Hatırlanırsa, bu isimlerden Haluk Kırcı, Bahçelievler’de 7
TİP’linin öldürülmesi olayında yer aldı. Mahkûmiyeti ile ilgili
tartışmalar sırasında tahliye edildikten sonra o da bu hükümet
döneminde yurtdışına kaçtı. Şimdi nerededir acaba? Yargıya intikal
eden uyuşturucu kaçakçılığı, adam kaçırma, haraç alma ve çeşitli
kurşunlama olaylarını çok yaşadı Atatürk’ün Türkiyesi. Bayer:
Mehmet Eymür, ABD’den yayın yaptığı İnterneti sitesinde Faik
Meral’i ‘esprili, zeki, gayretli bir istihbarat memuru olarak
tanıdım’ diyor. Emekli İstihbaratçı: Ben de okudum... Dahası var
ama onun MİT Müsteşarlığı’na gelmek için çok uğraştığını ve bazı
temaslarda bulunduğunu duyduğunu yazmış; hatta Alaattin Çakıcı ile
münasebeti olamayacağını düşünüyormuş. Ancak sonunda ‘Vah be
memleket nerden nereye gelmiş... Olmadı Faik, olmadı. Sen birkaç
kuruşluk menfaat için benliğini, kimliğini yıllarca çalıştığın
mesleğini satmışsın. İyi bir istihbaratçı ve terör uzmanıydın Faik,
yazık oldu sana’ diyor. Timsahın gözyaşları değil mi? Bayer: Peki,
Eymür’ün ‘Çakıcı ile ASALA’ya karşı birlikte çalıştığı filan yalan.

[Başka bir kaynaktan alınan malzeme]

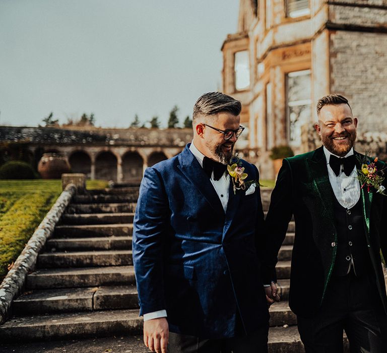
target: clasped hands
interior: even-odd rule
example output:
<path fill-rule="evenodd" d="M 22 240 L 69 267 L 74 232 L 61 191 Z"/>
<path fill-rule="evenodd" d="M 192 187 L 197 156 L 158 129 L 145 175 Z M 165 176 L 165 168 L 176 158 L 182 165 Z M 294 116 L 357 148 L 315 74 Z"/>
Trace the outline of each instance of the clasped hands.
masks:
<path fill-rule="evenodd" d="M 281 298 L 278 295 L 278 289 L 276 283 L 272 282 L 270 287 L 264 287 L 264 288 L 268 306 L 270 307 L 275 302 L 278 303 L 281 300 Z"/>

‘İsmi hiç bilinmeyen o sessiz hakiki kahramanlara haksızlık edip
yeni kahramanlar, efsaneler yaratma’ demesine ne diyorsunuz? İlginç
değil mi? Emekli İstihbaratçı: Kendisini ortaya çıkan bu işlerin
içinden sıyırmak istiyor. Alaattin Çakıcı’yı Rodos’a kaçıran yat
sahibi Mehmet Salih Hantal’ın, Antalya Varsak’ta Polar buz
fabrikasında ortaklığı yok muydu? Beşiktaş Kulübü’nde Çakıcı’ya
vizeyi alan Kerem Eymür, Mehmet Eymür’ün yeğeni değil miydi? Bayer:
Çakıcı’ya ilk kaçışında yardımcı olan Pekin’deki MİT görevlisi
Yavuz Ataç... Emekli İstihbaratçı: Dış Operasyonlardan Sorumlu eski
Daire Başkan Yardımcısıydı. Çakıcı’ya, ilk kaçışında ‘kırmızı’

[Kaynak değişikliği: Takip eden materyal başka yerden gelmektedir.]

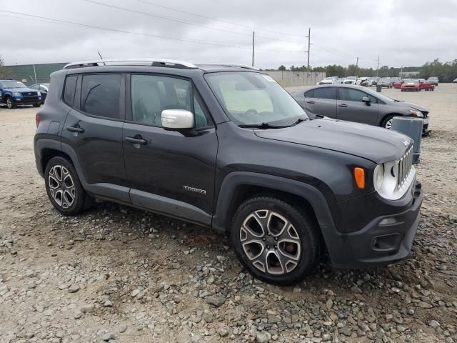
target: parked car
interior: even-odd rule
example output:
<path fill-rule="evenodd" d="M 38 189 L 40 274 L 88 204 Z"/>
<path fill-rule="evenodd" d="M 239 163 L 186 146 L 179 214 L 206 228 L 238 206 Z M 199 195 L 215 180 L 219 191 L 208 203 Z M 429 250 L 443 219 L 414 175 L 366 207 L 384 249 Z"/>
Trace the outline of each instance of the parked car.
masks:
<path fill-rule="evenodd" d="M 356 82 L 357 82 L 356 76 L 347 76 L 343 80 L 344 84 L 356 84 Z"/>
<path fill-rule="evenodd" d="M 326 77 L 325 79 L 323 79 L 319 82 L 318 82 L 317 84 L 337 84 L 338 79 L 339 78 L 338 76 Z"/>
<path fill-rule="evenodd" d="M 419 79 L 419 89 L 424 91 L 434 91 L 435 85 L 425 80 L 425 79 Z"/>
<path fill-rule="evenodd" d="M 378 80 L 376 85 L 382 88 L 392 88 L 392 81 L 390 77 L 381 77 Z"/>
<path fill-rule="evenodd" d="M 41 94 L 19 81 L 0 80 L 0 104 L 5 104 L 10 109 L 23 105 L 39 107 Z"/>
<path fill-rule="evenodd" d="M 89 61 L 53 73 L 51 89 L 34 145 L 64 215 L 96 197 L 211 227 L 276 284 L 310 273 L 324 249 L 349 268 L 411 251 L 423 192 L 403 134 L 309 120 L 249 66 Z"/>
<path fill-rule="evenodd" d="M 429 132 L 428 109 L 395 100 L 365 87 L 319 86 L 293 95 L 313 117 L 324 116 L 391 129 L 395 116 L 413 116 L 423 120 L 423 134 Z"/>
<path fill-rule="evenodd" d="M 32 84 L 30 88 L 36 89 L 41 94 L 41 104 L 44 104 L 48 91 L 49 91 L 49 84 Z"/>
<path fill-rule="evenodd" d="M 428 79 L 427 79 L 427 82 L 433 84 L 435 86 L 438 86 L 440 83 L 438 77 L 436 76 L 430 76 Z"/>

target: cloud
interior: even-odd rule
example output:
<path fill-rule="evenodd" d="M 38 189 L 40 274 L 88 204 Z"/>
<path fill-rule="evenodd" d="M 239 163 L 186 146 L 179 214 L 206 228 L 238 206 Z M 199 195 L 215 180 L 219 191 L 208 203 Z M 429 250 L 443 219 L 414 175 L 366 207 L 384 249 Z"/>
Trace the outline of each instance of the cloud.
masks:
<path fill-rule="evenodd" d="M 255 29 L 256 66 L 296 66 L 306 64 L 308 27 L 312 66 L 347 65 L 359 57 L 361 66 L 376 68 L 378 55 L 381 65 L 393 66 L 456 57 L 457 41 L 450 36 L 457 31 L 453 18 L 457 2 L 453 0 L 93 1 L 130 11 L 92 0 L 3 0 L 1 9 L 143 35 L 0 12 L 1 26 L 10 33 L 0 47 L 5 63 L 91 59 L 99 51 L 104 58 L 250 64 Z"/>

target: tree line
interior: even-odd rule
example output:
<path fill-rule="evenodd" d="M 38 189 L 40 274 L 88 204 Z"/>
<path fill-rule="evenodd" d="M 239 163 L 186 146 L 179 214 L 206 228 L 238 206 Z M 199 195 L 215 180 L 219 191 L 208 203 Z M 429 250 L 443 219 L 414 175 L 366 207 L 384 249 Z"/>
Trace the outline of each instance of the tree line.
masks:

pasaport temin etmekten hakkında soruşturma açılınca emekliliğini
istemek zorunda kaldı. MİT’te bir ara dengeler değişince
Çakıcı’nın, Ataç’ı MİT Müsteşarlığı’na getirttirmek istemesi ilginç
değil mi? Atatürk’ün kurduğu ve cumhuriyetin en temel kurumunda bu
yaşananlar çok üzücüdür. Mehmet Eymür bu hükümet döneminde Şenkal
Atasagun’un yerine MİT’in başına geçmek için kulisler yürütmüş,
ancak başarılı olamayınca yeniden Amerika’ya dönmüştür. Bu olanlar
karşısında eski MİT Müsteşar Yardımcısı Hiram Abas’a yanarım
bugün... Kimse kahramanlık yapmasın, Ermeni terörü için gerçek
savaş verenlere karşı günah işlemesin. Onlardan bugün ikisi halen
hayatta; biri asker biri de sivil... Sanırım yaşananları ibretle
izliyorlardır. Evet biz de bu lafları ibretle izliyoruz. Tabii ki
hukuki yola başvuracak ve Yalçın Bayer'den bu yazdıklarına sahip
çıkmasını ve ispatlamasını isteyeceğim. Onun için şimdilik Mehmet
Salih Hantal’ın ortağım olduğu, Çakıcı’ya vizeyi yeğenim Kerem
Eymür'ün aldığı saçmalıklarının üstünde durmak istemiyorum. Zaten
daha önce cevabını verdim. Ayrıca Yalçın Bayer ve istihbaratçı
dostu bu düğüne davetli miydi bilemem ama, Beşiktaş'ın eski
yöneticisi Serdar Bilgili'nin Çakıcı ile, kız kardeşinin düğününe
gidecek kadar iyi ilişkiler içinde olduğu yandaki resimden
anlaşılıyor. Bence Bayer ve değerli dostu emekli istihbaratçı bu
resmi de bir değerlendirmeli. Merak ettiğim iki konu var. Birincisi
bu hükümet döneminde Şenkal Atasagun’un yerine MİT’in başına geçmek
için kimlerle temas edip kulisler yürüttüğüm? İkincisi Ermeni
terörü için gerçek savaş veren ve halen hayatta olan biri asker
biri de sivil kahramanlar kimler? Yalçın Bayer ve istihbaratçı
dostu bizi biraz aydınlatsalar. Ümit ediyorum ki Çakıcı kısa sürede
iade edilecek ve ciddi bir soruşturma ile kamuoyunca bilinmeyen
bazı bilgiler su yüzüne çıkacaktır. Endişem Çakıcı'nın devlet ve
yönetim içindeki irtibatlarının bilinenden çok daha derinlerde
olmasındandır. Zaman içinde Çakıcı'nın tahmin edemeyeceğiniz
yükseklikteki isimlerle irtibatı çıkarsa şaşırmayınız. Zira Çakıcı
olayı bu günün değil yılların birikimi neticesindedir.